Biogen, Genentech score FDA OK for autoimmune disease drug

Biogen, Genentech score FDA OK for autoimmune disease drug

April 21st, 2011 // 1:34 pm @

A drug co-developed by Weston-based Biogen Idec Inc. and California-based Genentech has won approval by the U.S. Food and Drug Administration as part of a new treatment for Wegener’s Granulomatosis and Microscopic Polyangiitis, two rare and potentially fatal diseases.

Rituxan – a drug already FDA-approved to treat rheumatoid arthritis, chronic lymphocytic leukemia and non-Hodgkin’s lymphoma – is now approved, in combination with corticosteroids, to treat the two orphan diseases, Wegener’s Granulomatosis and Microscopic Polyangiitis. These diseases, considered more severe forms of ANCA-Associated Vasculitis, impact small blood vessels of the lungs, kidneys, sinuses and other organs, and in the U.S., about three people per every 100,000 are afflicted with it.

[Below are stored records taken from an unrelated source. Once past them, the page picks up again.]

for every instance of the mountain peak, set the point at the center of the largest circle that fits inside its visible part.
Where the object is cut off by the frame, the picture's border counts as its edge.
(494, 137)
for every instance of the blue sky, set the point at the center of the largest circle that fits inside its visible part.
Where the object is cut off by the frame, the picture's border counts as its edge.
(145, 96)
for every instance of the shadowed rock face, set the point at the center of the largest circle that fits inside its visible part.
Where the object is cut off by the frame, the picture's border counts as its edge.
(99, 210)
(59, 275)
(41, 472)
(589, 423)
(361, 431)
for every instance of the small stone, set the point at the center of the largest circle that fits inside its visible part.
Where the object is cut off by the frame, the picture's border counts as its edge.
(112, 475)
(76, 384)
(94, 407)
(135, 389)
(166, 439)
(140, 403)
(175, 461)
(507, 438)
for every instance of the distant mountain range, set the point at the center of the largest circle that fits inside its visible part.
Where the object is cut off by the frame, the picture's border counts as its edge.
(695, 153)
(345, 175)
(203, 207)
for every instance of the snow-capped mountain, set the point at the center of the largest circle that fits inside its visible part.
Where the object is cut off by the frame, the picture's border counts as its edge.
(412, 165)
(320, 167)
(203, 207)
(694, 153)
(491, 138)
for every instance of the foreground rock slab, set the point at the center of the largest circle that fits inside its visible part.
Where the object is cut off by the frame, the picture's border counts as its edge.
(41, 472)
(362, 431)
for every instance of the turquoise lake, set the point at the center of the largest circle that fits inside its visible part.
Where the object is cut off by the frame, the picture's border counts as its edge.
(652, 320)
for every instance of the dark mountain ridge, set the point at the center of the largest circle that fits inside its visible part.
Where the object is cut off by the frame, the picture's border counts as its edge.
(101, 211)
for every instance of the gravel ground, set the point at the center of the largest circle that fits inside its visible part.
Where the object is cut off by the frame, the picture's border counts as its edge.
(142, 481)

Rituxan will serve as an alternate treatment to the currently available CYC chemotherapy treatment for the diseases. The FDA granted approval to Rituxan based on study results showing the drug had similar disease remission results at six months as CYC chemotherapy.

In December 2006, the FDA issued an alert noting that two patients taking Rituxan died from an infection of the central nervous system known as progressive multifocal leukoencephalopathy (PML). The patients were taking the drug to treat systemic lupus erythematosus, which is not an approved use of the drug.

In August 2010, Biogen (Nasdaq: BIIB) and Genentech were sued by a man who said he suffered an infection that left him paralyzed and said that Rituxan was to blame for making him more susceptible to such infections. He was taking the medication for thrombotic thrombocytopenic purpura, a rare blood disease. The drug is not approved for that indication.